The most common is Euclidean distance, which measures the Cartesian distance between data points. To calculate it in two dimensions, recall the basic Pythagorean formula: \[a^2 + b^2 = h^2\]

where \(a\) and \(b\) are sides of a right triangle and \(h\) is the hypotenuse. More specifically, \(a\) is the difference between the two points in the first dimension, and \(b\) is the difference in the second dimension. To get the Euclidean distance \(h\) we take the \(\sqrt{h^2}\), which equals \(\sqrt{a^2 + b^2}\).

To calculate the distance between any two points, let us call our data points \(\mathbf{p}\) and \(\mathbf{q}\), and let us say we have two measurements for each of them, in dimensions \(D_1\) and \(D_2\) (for example, weight and height, which gives body mass index). Then, \(\mathbf{p} = (p_1,p_2)\) and \(\mathbf{q} = (q_1,q_2)\), and we can write the distance between them, \(d_{pq}\), as:

\[d_{pq} = d_{qp} = \sqrt{ (q_1 - p_1) ^2 + (q_2 - p_2) ^2 }\]

In three dimensions, Euclidean distance is calculated in a very similar way:

\[d_{pq} = d_{qp} = \sqrt{ (q_1 - p_1) ^2 + (q_2 - p_2) ^2 + (q_3 - p_3) ^2 }\]

Euclidian distance in 3D

The same applies to four or more dimensions, so we can generalize Euclidean distance in the following way, where \(n\) is the number of dimesions:

\[ d(p,q) = \sqrt{\sum\limits_{i=1}^{n}{(q_i - p_i)} ^2} \]

Manhattan distance

  • a.k.a. taxicab metric, grid distance, and rectilinear distance

The Manhattan distance gets its name because it uses a “city block” approach to measuring distance. It is calculated using absolute distances in orthogonal dimensions (rather than squared distances):

\[d(p,q) = \sum\limits_{i=1}^{n}|q_i - p_i|\]

Blue - Manhattan distance, green - Euclidean distance

Minkowski distance as the generalization of Euclidean and Manhattan, and how to choose between the latter

If you look carefully at the two formulas above, the similarity between them is obvious. In fact, both distance measures belong to the Minkowski family of distance measures. The Minkowski distance is defined, for vectors \(\mathbf{p}\) and \(\mathbf{q}\) of length \(n\) (corresponding to \(n\) dimensions), as:

\[d_{Minkowski}(p,q) = \Bigg[ \sum_{i=1}^{n}{ |q_i - p_i| ^r } \Bigg] ^{1/r}\]

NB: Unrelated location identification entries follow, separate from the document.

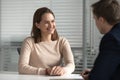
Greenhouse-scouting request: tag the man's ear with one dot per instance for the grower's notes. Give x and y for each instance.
(102, 20)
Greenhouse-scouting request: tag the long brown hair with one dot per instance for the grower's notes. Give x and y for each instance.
(108, 9)
(36, 33)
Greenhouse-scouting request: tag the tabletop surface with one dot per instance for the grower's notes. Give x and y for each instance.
(15, 76)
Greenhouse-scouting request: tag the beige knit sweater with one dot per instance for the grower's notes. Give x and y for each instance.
(36, 57)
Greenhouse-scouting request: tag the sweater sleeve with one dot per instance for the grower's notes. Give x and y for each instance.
(68, 56)
(24, 58)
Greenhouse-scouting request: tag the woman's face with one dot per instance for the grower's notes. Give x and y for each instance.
(47, 24)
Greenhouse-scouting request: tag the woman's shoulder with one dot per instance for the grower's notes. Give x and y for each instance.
(29, 39)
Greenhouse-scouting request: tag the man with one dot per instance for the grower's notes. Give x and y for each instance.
(107, 64)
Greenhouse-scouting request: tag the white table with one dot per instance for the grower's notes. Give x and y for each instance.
(16, 76)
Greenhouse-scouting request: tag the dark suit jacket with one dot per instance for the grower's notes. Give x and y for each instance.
(107, 64)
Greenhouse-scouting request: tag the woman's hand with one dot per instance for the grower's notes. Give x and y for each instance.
(85, 74)
(57, 71)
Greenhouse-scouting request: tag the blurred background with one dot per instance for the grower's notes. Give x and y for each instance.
(74, 21)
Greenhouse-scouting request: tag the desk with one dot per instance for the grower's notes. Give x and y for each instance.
(16, 76)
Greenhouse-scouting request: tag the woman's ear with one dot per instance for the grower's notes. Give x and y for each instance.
(37, 25)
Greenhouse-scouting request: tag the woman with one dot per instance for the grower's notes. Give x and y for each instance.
(107, 64)
(42, 53)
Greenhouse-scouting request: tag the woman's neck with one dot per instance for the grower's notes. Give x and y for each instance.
(46, 38)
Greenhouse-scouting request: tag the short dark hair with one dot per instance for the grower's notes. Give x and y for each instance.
(108, 9)
(36, 33)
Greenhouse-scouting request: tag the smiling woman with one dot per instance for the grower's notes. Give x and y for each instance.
(43, 52)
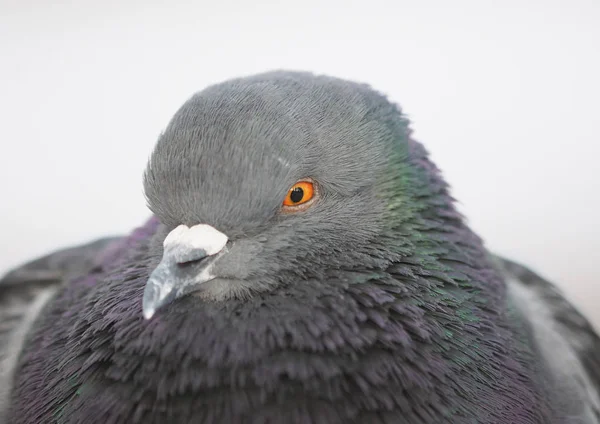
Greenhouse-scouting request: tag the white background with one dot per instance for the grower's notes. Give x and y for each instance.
(505, 94)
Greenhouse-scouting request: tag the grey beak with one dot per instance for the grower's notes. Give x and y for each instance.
(188, 259)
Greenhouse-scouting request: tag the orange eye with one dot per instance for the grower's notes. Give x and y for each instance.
(299, 194)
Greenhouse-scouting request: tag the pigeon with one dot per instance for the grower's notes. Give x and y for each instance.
(304, 262)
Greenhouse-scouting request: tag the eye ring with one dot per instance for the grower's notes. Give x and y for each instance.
(300, 196)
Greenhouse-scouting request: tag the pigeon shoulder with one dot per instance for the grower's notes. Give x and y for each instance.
(565, 342)
(25, 290)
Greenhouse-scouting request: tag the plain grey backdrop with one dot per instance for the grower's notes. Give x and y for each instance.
(505, 95)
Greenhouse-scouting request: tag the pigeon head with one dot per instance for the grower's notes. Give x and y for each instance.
(264, 181)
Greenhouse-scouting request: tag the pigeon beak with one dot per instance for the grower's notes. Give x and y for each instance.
(188, 259)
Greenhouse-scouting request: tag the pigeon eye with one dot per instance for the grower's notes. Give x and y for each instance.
(299, 195)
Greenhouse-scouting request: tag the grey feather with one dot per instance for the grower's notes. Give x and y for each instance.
(565, 342)
(25, 291)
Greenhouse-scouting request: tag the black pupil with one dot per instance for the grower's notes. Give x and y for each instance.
(296, 195)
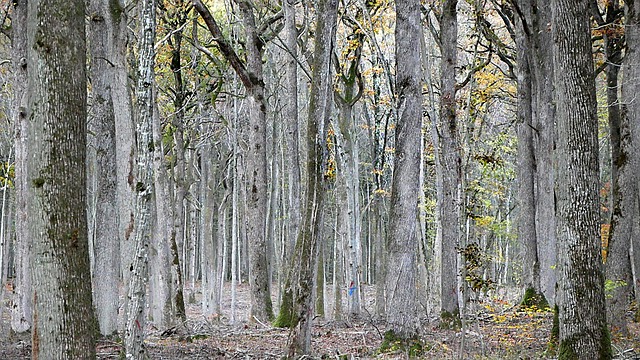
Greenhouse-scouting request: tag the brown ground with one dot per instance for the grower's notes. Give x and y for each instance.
(496, 329)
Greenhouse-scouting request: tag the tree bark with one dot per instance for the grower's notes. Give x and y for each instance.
(106, 271)
(293, 134)
(526, 159)
(63, 317)
(449, 165)
(402, 238)
(251, 76)
(306, 251)
(623, 185)
(544, 145)
(144, 186)
(21, 313)
(629, 142)
(581, 302)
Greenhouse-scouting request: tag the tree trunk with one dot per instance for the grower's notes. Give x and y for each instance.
(106, 271)
(22, 297)
(125, 154)
(402, 239)
(161, 287)
(581, 302)
(623, 185)
(448, 169)
(292, 138)
(306, 251)
(526, 162)
(144, 186)
(544, 145)
(629, 161)
(63, 317)
(252, 78)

By substitution, we can see that Euclidean distance corresponds to the special case of \(r = 2\) and the Manhattan distance to \(r = 1\).

Most of the time you will want to use the more intuitive Euclidean distance (\(r = 2\)). But it turns out that Manhattan distance may be preferable for high-dimensional data because Manhattan distance better separates far and close neighbors in higher-dimensional space (something that may not be obvious at all, since humans evolved to think in three dimensions). Manhattan distance is also less sensitive to outliers because distances are measured in absolute magnitude rather than squared magnitude. However if data are distributed approximately normally, so that extreme values are uncommon, then Euclidean distance usually works well.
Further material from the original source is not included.